Presentation Transcript


  1. Chinese Finance of Overseas Infrastructure Professor Deborah Brautigam School of International Service American University Washington DC

  2. (1) History LessonsChina’s Domestic Infrastructure Focus in 1978: “120 Projects” • 30 Electric Power Stations • 6 Trunk Railways • 8 Coal Mines • 10 Steel Plants • 5 Harbors • 9 Non-ferrous Metal Complexes • 10 New Oil & Gas Fields

  3. How to Finance These? • Deng Xiaoping (1975 “20 Points”) “In order to hasten the exploration of our coal and petroleum, it is possible that on the condition of equality and mutual benefit, and in accordance with accepted practices of international trade such as deferred and installment payments, we may sign long-term contracts with foreign countries and fix several production sites where they will supply complete sets of modern equipment required by us, and we will pay for them with the coal and oil we produce.”

  4. Japan’s Long-Term Trade Agreement with China (1978) • $10 billion modern complete plants & turn-key projects from Japan: line of credit (deferred payment basis) • Repay with $10 billion in exports of crude oil and coal

  5. Tazara/ Tan-Zam Railway (1976) Kinkon & Tinkisso Hydropower in Guinea (1974) Bouenza Hydropower in Congo (1980) Goma Hydropower in Sierra Leone (1986) Nouakchott Deep Sea Port (1986) Plaisance Airport Terminal Mauritius (1983) CAR Broadcasting Station (1983) Luapula Bridge Zambia (1983) Woretawoldya Highway Ethiopia (1983) Rebuilding Railway Botswana (1986) Hargeysa Water Supply Somalia (1987) Bardera Dam Somalia (1987) Nouakchott Water Supply (1987) Madagascar No. 35 Highway (1988) Ouesso Water Supply Congo (1990) China’s Finance of African Infrastructure: Past Examples

  6. (2) From Aid to Economic Cooperation: Building Business China International Hydroelectric Corporation feasibility study for Imboulou (Republic of Congo) Hydroelectric Station (1982) 2nd Bamako Bridge (King Fahd Bridge), Mali, built by Chinese company … financed by Saudi Arabia (1990-1992)

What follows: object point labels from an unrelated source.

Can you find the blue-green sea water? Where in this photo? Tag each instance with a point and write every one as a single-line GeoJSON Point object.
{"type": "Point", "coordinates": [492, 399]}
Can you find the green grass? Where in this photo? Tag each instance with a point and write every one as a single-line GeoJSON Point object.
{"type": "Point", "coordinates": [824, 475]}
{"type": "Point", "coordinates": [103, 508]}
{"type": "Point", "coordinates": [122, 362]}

  7. China and the West • West: aid (ODA) now de-linked from investment, trade • China: a different model, mostly not aid/ODA • Chinese government funds (“economic cooperation”) => investment, trade

  8. (3) Chinese Overseas Finance: Institutions & Instruments (ODA/Non-ODA) • MOFCOM Grants & Zero-Interest Loans • Eximbank 1994 • Concessional rmb loans (ODA) 1995 • Export buyer’s credits 2000 • Preferential export buyers credits (not ODA) • Export sellers credits => suppliers’ credits • Guarantees • Other Policy Loans (China Development Bank) • Equity (China-Africa Development Fund) • Commercial Banks (ICBC, China Constr. Bank)

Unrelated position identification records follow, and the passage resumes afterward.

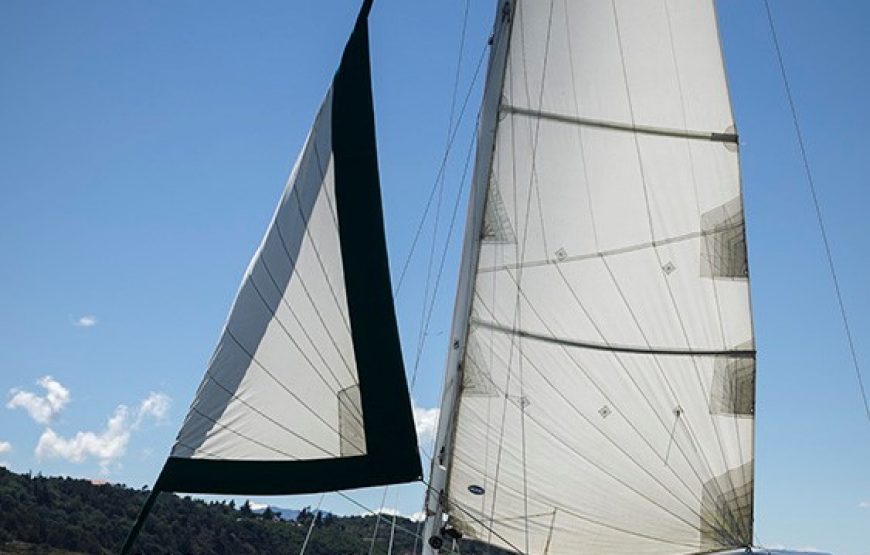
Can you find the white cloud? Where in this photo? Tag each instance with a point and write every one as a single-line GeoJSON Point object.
{"type": "Point", "coordinates": [156, 406]}
{"type": "Point", "coordinates": [86, 321]}
{"type": "Point", "coordinates": [426, 423]}
{"type": "Point", "coordinates": [110, 444]}
{"type": "Point", "coordinates": [41, 408]}
{"type": "Point", "coordinates": [106, 446]}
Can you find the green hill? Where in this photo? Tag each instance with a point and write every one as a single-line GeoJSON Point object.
{"type": "Point", "coordinates": [63, 516]}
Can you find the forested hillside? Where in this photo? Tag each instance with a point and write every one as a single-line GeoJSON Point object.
{"type": "Point", "coordinates": [64, 515]}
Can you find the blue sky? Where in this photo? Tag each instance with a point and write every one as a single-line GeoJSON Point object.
{"type": "Point", "coordinates": [144, 146]}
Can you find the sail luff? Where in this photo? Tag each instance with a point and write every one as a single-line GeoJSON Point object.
{"type": "Point", "coordinates": [487, 126]}
{"type": "Point", "coordinates": [306, 390]}
{"type": "Point", "coordinates": [607, 388]}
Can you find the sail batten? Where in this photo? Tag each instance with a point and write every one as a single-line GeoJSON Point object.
{"type": "Point", "coordinates": [622, 126]}
{"type": "Point", "coordinates": [607, 364]}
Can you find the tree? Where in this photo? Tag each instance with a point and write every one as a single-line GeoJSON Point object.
{"type": "Point", "coordinates": [245, 510]}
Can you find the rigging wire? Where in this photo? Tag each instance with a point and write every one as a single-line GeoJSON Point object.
{"type": "Point", "coordinates": [378, 521]}
{"type": "Point", "coordinates": [440, 175]}
{"type": "Point", "coordinates": [818, 209]}
{"type": "Point", "coordinates": [311, 526]}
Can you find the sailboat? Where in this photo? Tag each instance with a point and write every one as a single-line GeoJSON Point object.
{"type": "Point", "coordinates": [599, 394]}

  9. China Eximbank Annual Disbursements 2002-2009 (worldwide)

  10. Commodity-linked Infrastructure Credits: 4 Varieties (A) Commodity-Backed line of credit for multiple projects (Angola, Eq. Guinea) -- Deferred payment in commodities (oil) -- “Agency of restraint”

  11. Resource-backed Infrastructure Credits & Loans • Widely misunderstood as ODA (official aid) • Market-rate line of export buyer’s credit? • Non-transparent • Tied to Chinese goods & services • “Request based” • Secured by resources

  12. Ag. Machinery & equipment $22m 4 Irrigation systems $93m Luanda electricity system: $45m Water treatment system repair in 3 cities: $21m 5 agricultural training institutions 6 polytechnical colleges 5 secondary schools: $26m Kifangondo-Caxito road: $211m 86 ambulances 6 provincial health centers Rehab. 7 regional hospitals …etc. etc. Angola: 33 Projects for $1b (2004-2007)

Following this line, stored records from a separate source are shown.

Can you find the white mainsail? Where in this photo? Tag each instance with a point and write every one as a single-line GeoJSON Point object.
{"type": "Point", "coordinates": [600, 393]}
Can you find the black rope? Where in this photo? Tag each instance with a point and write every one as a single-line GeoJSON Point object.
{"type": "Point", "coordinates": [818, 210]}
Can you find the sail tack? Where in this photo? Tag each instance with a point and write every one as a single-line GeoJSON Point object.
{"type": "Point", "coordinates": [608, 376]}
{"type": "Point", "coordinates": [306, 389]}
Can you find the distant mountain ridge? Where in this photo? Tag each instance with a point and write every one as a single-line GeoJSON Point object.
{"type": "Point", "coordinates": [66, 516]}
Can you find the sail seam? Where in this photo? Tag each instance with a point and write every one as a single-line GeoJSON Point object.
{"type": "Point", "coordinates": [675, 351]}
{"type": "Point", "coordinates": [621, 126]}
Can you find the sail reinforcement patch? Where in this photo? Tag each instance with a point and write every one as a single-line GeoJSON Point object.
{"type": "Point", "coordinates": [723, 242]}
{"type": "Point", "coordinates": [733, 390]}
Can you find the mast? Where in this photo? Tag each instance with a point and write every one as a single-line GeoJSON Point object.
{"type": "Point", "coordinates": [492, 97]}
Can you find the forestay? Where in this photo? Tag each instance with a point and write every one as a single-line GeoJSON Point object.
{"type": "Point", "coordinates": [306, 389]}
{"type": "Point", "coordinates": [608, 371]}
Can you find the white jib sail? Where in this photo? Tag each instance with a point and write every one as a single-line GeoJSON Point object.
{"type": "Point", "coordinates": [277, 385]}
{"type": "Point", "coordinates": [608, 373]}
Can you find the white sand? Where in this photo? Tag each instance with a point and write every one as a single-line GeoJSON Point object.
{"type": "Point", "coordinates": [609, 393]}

  13. (B) Commodity-Backed Single Project Loan-Compensatory Trade Agreement -- Ghana Bui Dam package (cocoa) -- Congo Imboulou Dam (oil)

  14. (C) Commodity-Backed lines of credit combined with natural resource exploitation DRC: Gécamines JV Non-concessional

  15. Source: Le Monde 2009 DRC Infrastructure & “Chinese corridor”

  16. (4) Loan package to develop oil or mineral resource & related infrastructure Sudan: 1996 concessional loan Gabon? Mauritania? So far, rather rare.

  17. Source: MOFCOM (courtesy of Jean-Claude Berthelemy)

  18. Economic Cooperation Turnover, Top 5 Countries

  19. Other Issues • Lower embezzlement risks • But high “kickback” risks with “request-based” project finance • Collusive bidding risks • Independent consultant engineers & quality control • Value for money?